Mesmo na sua forma mais veemente, o editorial do Times acusou a administração Bush de inacção (“ignorar”… “hesitação”… “aguardar”… “manipulação incorreta”), como se a essência do problema fosse uma espécie de passividade inepta - em vez de mentira calculada ao serviço de uma agenda intervencionista.
Entretanto, também no dia 1 de Março, a primeira página do Times forneceu uma história oficial disfarçada de jornalismo. Ao não atribuir um floreio anedótico fundamental a qualquer fonte - ao mesmo tempo que fornece a versão de Washington de acontecimentos históricos instantâneos - o jornal oficial noticiou que Aristide “perguntou humildemente ao embaixador americano no Haiti, através de um assessor, se a sua demissão ajudaria o país”.
Na edição do dia seguinte do Times, a matéria de primeira página sobre o Haiti incluía a afirmação de Aristide de que tinha sido deposto pelos Estados Unidos.
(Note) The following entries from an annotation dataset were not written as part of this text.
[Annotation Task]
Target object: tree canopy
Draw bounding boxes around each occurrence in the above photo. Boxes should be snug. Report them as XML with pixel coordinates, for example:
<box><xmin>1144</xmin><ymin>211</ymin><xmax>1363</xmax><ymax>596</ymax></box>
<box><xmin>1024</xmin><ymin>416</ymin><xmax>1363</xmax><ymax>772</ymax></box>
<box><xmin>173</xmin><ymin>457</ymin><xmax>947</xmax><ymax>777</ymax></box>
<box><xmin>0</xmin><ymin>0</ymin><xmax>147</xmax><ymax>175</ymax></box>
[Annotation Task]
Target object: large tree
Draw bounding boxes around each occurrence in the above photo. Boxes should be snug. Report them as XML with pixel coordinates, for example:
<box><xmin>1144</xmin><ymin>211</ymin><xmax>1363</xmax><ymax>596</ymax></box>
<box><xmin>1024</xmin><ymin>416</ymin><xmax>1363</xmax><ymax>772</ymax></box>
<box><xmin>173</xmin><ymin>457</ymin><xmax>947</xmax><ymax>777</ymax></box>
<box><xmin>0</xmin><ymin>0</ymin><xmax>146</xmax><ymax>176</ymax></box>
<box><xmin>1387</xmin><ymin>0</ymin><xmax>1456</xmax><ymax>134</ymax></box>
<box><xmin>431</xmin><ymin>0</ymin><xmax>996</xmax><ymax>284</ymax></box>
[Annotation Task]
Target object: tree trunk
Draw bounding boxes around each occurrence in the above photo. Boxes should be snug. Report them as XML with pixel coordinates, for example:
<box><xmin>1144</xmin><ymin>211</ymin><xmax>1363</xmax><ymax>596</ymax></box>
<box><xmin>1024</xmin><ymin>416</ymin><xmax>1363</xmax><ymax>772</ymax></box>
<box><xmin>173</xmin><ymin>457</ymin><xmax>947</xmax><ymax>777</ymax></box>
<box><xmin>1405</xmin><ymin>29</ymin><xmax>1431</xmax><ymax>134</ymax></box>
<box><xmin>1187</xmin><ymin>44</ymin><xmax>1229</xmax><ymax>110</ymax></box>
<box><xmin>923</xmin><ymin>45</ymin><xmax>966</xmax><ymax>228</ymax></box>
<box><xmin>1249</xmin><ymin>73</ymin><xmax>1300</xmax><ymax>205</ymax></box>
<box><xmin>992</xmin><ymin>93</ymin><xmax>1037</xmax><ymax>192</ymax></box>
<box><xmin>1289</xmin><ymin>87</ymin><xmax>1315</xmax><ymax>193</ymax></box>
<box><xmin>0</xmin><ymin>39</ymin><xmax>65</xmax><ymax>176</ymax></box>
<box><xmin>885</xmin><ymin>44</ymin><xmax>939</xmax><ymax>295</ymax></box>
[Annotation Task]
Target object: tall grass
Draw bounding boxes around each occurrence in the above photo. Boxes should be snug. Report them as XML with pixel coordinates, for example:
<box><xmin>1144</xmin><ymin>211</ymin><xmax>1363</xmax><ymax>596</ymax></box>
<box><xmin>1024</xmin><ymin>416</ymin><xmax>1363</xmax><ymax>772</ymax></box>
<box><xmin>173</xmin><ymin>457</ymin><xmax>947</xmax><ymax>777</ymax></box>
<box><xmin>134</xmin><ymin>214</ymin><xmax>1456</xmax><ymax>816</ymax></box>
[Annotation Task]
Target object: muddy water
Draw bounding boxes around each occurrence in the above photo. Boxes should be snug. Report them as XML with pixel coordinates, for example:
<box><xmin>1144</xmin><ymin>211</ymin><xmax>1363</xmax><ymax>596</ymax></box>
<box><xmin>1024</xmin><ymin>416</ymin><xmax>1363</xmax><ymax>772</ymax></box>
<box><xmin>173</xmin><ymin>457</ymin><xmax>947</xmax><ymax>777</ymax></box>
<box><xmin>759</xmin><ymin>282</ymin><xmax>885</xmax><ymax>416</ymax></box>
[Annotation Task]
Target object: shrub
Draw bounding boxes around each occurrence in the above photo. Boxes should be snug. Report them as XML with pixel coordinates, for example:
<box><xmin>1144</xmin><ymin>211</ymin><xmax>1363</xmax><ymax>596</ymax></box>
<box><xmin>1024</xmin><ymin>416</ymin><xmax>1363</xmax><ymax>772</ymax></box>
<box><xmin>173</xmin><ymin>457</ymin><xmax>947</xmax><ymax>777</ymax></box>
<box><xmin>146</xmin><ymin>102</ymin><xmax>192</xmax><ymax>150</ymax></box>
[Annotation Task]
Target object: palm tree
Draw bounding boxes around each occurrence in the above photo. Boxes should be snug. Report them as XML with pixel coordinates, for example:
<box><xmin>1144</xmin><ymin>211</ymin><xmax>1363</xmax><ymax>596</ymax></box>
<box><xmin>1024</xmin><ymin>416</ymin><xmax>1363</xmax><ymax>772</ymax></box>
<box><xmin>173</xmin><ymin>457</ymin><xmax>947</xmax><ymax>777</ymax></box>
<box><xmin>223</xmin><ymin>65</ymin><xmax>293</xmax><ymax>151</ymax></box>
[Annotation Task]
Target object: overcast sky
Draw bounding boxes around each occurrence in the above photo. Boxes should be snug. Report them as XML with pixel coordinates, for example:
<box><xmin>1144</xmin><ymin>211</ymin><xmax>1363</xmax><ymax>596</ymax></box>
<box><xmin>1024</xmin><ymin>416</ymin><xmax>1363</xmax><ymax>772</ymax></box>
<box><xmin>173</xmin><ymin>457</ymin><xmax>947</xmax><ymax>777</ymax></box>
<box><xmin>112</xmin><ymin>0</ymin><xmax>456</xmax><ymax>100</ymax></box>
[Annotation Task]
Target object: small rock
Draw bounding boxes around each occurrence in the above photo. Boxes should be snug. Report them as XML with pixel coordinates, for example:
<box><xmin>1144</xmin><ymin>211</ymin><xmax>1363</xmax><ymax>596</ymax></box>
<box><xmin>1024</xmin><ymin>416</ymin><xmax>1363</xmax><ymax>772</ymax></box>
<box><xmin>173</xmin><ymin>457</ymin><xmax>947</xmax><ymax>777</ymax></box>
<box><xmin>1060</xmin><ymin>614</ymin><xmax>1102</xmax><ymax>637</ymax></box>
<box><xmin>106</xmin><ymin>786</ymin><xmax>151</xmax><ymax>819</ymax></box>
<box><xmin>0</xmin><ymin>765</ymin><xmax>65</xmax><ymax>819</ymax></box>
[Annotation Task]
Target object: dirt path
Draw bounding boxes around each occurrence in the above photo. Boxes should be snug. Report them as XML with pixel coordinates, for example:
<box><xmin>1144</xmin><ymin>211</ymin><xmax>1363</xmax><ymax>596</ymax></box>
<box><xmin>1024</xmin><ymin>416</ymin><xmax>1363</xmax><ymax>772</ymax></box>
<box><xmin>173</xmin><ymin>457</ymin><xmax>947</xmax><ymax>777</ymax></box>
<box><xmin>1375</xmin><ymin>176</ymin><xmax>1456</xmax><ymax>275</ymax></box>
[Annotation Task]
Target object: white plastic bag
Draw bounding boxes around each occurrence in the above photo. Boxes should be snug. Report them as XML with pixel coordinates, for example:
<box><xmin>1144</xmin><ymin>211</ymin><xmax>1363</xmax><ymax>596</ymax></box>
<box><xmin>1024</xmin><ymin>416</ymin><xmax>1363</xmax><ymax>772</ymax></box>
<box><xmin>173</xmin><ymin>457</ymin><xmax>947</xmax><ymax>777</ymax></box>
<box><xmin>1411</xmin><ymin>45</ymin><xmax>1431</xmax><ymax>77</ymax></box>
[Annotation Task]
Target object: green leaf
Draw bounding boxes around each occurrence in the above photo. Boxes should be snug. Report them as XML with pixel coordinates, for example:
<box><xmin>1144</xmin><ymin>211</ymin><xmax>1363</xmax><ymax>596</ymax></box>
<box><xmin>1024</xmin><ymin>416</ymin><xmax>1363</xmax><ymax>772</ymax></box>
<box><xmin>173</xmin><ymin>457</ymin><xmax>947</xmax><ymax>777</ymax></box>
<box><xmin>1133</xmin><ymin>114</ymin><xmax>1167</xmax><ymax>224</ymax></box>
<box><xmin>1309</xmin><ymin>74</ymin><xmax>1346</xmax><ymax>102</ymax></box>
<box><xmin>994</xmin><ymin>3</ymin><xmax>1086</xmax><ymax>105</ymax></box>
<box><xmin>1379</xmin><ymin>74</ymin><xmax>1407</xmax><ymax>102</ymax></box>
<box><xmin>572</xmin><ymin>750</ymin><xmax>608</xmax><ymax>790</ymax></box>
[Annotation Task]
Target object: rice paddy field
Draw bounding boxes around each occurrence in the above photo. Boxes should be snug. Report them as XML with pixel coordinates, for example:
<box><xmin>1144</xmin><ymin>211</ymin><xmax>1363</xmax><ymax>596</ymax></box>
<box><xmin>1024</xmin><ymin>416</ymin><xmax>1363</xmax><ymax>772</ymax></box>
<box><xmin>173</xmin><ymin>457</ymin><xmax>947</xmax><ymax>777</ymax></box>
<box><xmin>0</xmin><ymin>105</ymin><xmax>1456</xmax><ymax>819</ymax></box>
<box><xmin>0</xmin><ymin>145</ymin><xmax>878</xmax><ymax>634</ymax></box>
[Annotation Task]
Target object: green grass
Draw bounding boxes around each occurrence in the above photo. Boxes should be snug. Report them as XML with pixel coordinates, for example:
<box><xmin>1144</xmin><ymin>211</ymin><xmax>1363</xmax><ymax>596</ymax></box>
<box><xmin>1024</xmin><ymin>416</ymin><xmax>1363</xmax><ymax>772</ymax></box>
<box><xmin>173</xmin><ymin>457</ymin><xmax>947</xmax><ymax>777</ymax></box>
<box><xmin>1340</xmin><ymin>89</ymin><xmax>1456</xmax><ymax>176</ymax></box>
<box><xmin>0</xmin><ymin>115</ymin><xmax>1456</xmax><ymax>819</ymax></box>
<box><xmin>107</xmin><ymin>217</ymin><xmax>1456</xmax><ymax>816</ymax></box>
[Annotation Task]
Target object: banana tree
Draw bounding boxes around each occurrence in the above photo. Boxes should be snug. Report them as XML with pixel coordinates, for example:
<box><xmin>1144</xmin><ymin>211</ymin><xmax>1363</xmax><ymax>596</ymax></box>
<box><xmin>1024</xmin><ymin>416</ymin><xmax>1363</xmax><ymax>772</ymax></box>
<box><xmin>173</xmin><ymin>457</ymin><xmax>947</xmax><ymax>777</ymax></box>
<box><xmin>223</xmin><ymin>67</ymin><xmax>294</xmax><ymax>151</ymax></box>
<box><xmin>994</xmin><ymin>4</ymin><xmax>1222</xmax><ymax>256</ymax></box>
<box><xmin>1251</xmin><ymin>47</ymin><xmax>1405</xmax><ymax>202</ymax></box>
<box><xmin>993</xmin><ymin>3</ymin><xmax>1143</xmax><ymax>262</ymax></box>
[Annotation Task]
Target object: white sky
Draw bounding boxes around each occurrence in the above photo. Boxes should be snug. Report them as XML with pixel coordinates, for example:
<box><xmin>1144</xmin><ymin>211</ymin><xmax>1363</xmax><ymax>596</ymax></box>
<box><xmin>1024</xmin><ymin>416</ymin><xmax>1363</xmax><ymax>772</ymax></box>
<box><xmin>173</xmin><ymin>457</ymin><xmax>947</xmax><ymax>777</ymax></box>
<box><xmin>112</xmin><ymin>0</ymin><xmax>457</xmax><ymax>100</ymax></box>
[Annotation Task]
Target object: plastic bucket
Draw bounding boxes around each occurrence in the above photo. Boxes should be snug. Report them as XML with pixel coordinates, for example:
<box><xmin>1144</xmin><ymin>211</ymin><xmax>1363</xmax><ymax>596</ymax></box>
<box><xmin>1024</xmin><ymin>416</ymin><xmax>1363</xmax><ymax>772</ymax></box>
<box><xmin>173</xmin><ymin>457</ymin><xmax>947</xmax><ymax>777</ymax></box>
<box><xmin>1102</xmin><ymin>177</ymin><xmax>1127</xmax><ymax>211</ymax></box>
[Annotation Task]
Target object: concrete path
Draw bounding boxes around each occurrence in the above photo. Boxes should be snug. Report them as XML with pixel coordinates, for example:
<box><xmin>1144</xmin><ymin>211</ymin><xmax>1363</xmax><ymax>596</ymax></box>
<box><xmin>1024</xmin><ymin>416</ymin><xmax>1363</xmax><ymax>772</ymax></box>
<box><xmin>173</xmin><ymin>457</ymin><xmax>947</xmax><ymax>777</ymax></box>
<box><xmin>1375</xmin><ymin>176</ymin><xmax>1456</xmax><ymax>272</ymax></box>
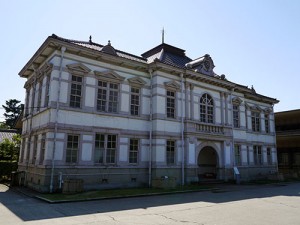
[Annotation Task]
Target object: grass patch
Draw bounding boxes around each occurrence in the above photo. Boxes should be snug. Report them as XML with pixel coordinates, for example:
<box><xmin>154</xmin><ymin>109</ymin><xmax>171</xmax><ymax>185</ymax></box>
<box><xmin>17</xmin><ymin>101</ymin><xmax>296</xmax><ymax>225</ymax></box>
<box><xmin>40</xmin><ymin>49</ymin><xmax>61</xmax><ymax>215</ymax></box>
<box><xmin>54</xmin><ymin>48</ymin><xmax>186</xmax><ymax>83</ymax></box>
<box><xmin>38</xmin><ymin>185</ymin><xmax>211</xmax><ymax>202</ymax></box>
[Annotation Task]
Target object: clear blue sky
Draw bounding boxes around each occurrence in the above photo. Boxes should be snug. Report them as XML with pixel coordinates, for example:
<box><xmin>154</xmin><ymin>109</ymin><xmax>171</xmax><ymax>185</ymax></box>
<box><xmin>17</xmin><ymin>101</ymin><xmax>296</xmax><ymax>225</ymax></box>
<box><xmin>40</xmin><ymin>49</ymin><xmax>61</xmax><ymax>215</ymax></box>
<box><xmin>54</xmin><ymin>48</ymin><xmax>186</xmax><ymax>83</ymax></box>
<box><xmin>0</xmin><ymin>0</ymin><xmax>300</xmax><ymax>121</ymax></box>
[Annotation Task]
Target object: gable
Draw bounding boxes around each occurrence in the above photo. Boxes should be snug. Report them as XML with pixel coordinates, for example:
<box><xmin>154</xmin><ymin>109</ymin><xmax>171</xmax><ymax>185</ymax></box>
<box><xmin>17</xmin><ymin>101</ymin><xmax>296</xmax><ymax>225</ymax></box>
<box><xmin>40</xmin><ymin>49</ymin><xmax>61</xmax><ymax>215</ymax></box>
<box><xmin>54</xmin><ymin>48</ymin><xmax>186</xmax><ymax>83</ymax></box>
<box><xmin>94</xmin><ymin>70</ymin><xmax>125</xmax><ymax>82</ymax></box>
<box><xmin>67</xmin><ymin>63</ymin><xmax>91</xmax><ymax>75</ymax></box>
<box><xmin>128</xmin><ymin>77</ymin><xmax>146</xmax><ymax>87</ymax></box>
<box><xmin>165</xmin><ymin>81</ymin><xmax>180</xmax><ymax>91</ymax></box>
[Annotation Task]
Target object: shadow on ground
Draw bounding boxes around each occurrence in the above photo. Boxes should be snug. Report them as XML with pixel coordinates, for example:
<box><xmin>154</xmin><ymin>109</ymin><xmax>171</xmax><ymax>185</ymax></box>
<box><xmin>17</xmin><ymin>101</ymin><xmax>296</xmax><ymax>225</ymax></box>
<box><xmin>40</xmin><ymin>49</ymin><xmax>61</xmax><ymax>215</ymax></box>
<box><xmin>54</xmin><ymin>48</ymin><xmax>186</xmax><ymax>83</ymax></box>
<box><xmin>0</xmin><ymin>182</ymin><xmax>300</xmax><ymax>221</ymax></box>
A manchete desse artigo: “Rebeldes haitianos entram no capital; Aristide Amargo.”
Amargo.
Por trás dessas notícias e comentários existe uma poderosa deferência para com os decisores políticos de Washington, reforçando as prerrogativas intervencionistas mesmo quando criticam a sua implementação. Um pressuposto básico subjacente que permeia a cobertura mediática tem sido consistente – o direito de intervir. Não a sabedoria de intervir, mas o direito final de fazê-lo.
Em Porto Príncipe, no dia 3 de março, um encanador desempregado há muito tempo chamado Raymond Beausejour fez um comentário profundo a um repórter do New York Times sobre os fuzileiros navais dos EUA patrulhando a cidade: “A última vez que eles vieram, não fizeram muita coisa. Este não é o tipo de ajuda de que necessitamos. Eles deveriam nos ajudar a construir escolas e clínicas e a conseguir empregos.”
É habitual que os meios de comunicação ignorem os americanos que se opõem inequivocamente às intervenções militares dos EUA em — para usar a expressão de Twain — “qualquer outro país”. Os jornalistas tendem a rejeitar tais opiniões como “isolacionismo”. Mas a escolha não é entre ações com punho de ferro e chantagem económica, por um lado, e indiferença egocêntrica, por outro. Uma política externa verdadeiramente humanitária, que ofereça assistência sem compromisso, como alimentos e medicamentos, em grande escala, é uma opção que merece fazer parte do discurso mediático nos Estados Unidos.
Norman Solomon é coautor de “Target Iraq: What the News Media Didn’t Tell You”.
ZNetwork é financiado exclusivamente pela generosidade de seus leitores.